Bloomberg Opinião
Pelos editores
Com os custos da invasão da Ucrânia por Vladimir Putin já ultrapassando US$ 500 bilhões , alguns governos ocidentais estão pressionando para usar ativos russos congelados para pagar por uma eventual reconstrução. O argumento moral para responsabilizar Putin é claro. O desvio unilateral de ativos russos para a Ucrânia nesta fase, no entanto, criaria mais problemas do que resolveria.
Cerca de US$ 300 bilhões em ativos do banco central russo foram congelados pelos governos ocidentais desde o início da guerra, além de dezenas de bilhões em iates, mansões e outras propriedades pertencentes a oligarcas e funcionários ligados ao Kremlin. Os defensores dizem que o reaproveitamento desses ativos é justificado pelo princípio do “ agressor paga ” – que visa punir os estados que tentam redesenhar as fronteiras à força – e que os fundos devem ser direcionados para a Ucrânia imediatamente, mesmo com a guerra em andamento. Reconstruir a infraestrutura bombardeada do país ajudaria a estabilizar a economia da Ucrânia, encorajaria o retorno de refugiados e aumentaria o moral público.

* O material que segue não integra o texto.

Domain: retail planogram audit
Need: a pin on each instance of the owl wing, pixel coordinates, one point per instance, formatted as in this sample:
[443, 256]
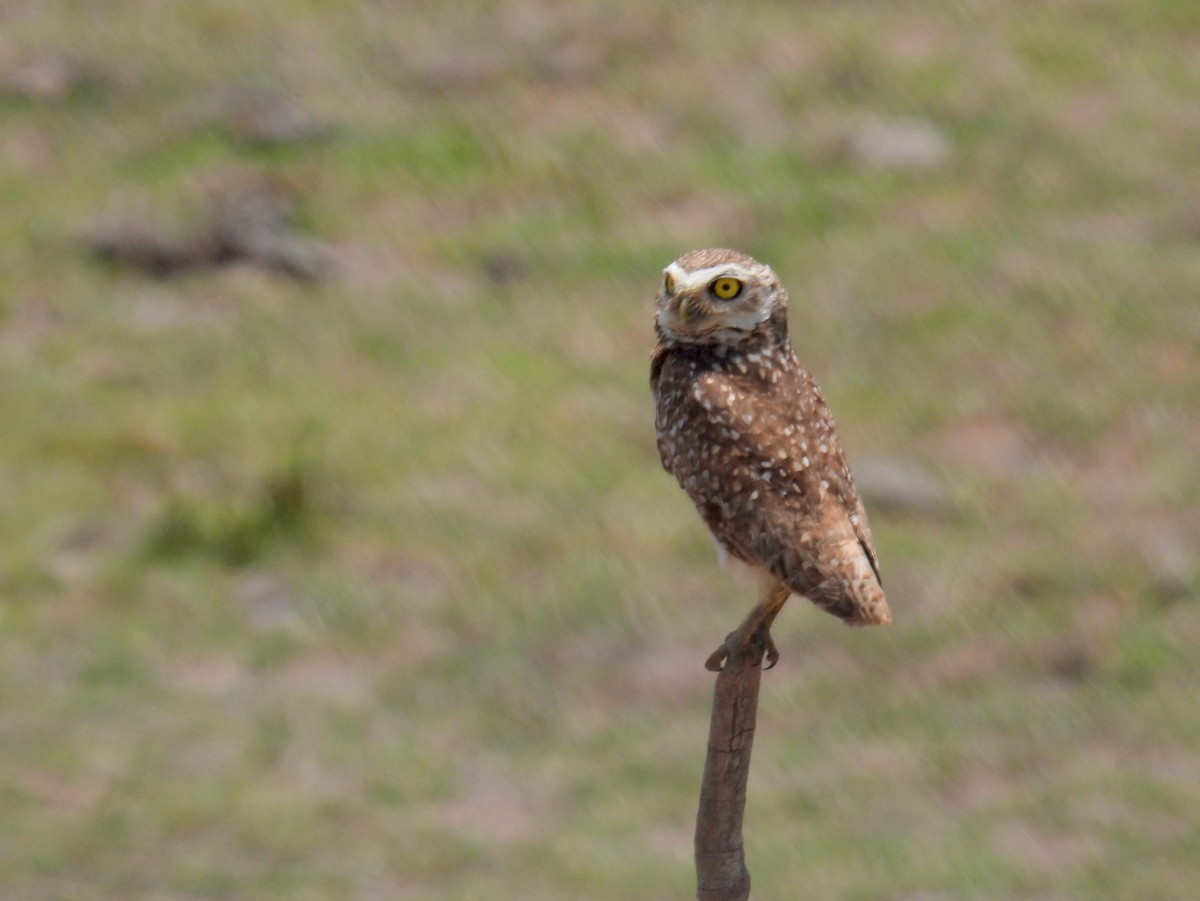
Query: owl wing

No entanto, uma apreensão total dos ativos da Rússia seria politicamente difícil. Seria contestado por países como Brasil, China e Índia, nenhum dos quais apoiou uma resolução das Nações Unidas em novembro passado pedindo que a Rússia pagasse reparações. Também estabeleceria um precedente legal preocupante. Existem poucas regras estabelecidas para o confisco de bens estatais congelados, por um bom motivo: o respeito pela propriedade estatal e privada é essencial para as economias modernas e um sistema de comércio global em funcionamento. Ao confiscar ativos russos, os EUA e a Europa arriscariam minar essa norma duramente conquistada, ao mesmo tempo em que dariam a outros governos um incentivo para tomar medidas punitivas contra os interesses ocidentais.
No passado, os EUA agiram para apreender alguns ativos estatais pertencentes ao Afeganistão, Irão e Iraque. Mas as reservas congeladas da Rússia são muito maiores e mais dispersas. Confiscá-los exigiria um grau de consenso e coordenação internacional que ainda não existe. A ideia é apoiada por membros da UE, como a Polônia e os estados bálticos, mas poucos governos implementaram leis que permitem confiscos significativos.
O Ocidente tem outras opções nesse meio tempo. As câmaras de compensação reinvestem os rendimentos dos ativos congelados, gerando juros no valor de vários bilhões de euros por ano. A UE está certa em investigar maneiras de negar à Rússia o acesso a esses ganhos e aplicá-los na reconstrução da Ucrânia. Da mesma forma, as empresas com participações russas poderiam ser obrigadas a transferir os lucros obtidos com o investimento para fins de compensação.
Os países ocidentais também devem deixar explícito (como o Reino Unido está tentando fazer) que os ativos russos permanecerão congelados até que Moscovo concorde em pagar as reparações. Essa ligação reforça o princípio da responsabilidade do Estado e mantém os ativos como moeda de troca em quaisquer negociações futuras para acabar com a guerra.
Enquanto isso, o Ocidente deveria trabalhar com a Ucrânia para estabelecer uma comissão internacional de reivindicações, semelhante às usadas em centenas de conflitos anteriores . Isso deve incluir um processo para adjudicar pedidos de compensação, incluindo reivindicações privadas. Os governos ocidentais devem conduzir uma contabilidade transparente de todos os ativos russos atualmente suspensos. A Ucrânia precisa fazer sua parte avançando com as reformas judiciais , que são cruciais para reduzir a corrupção e aumentar a confiança de que os fundos de reconstrução serão gastos adequadamente.
O desejo de fazer a Rússia pagar por sua agressão é compreensível, mas os líderes ocidentais devem estar atentos às realidades políticas e ao estado de direito. A melhor maneira de responsabilizar Putin é aderir aos princípios do devido processo e respeito pela propriedade que a Rússia tentou destruir.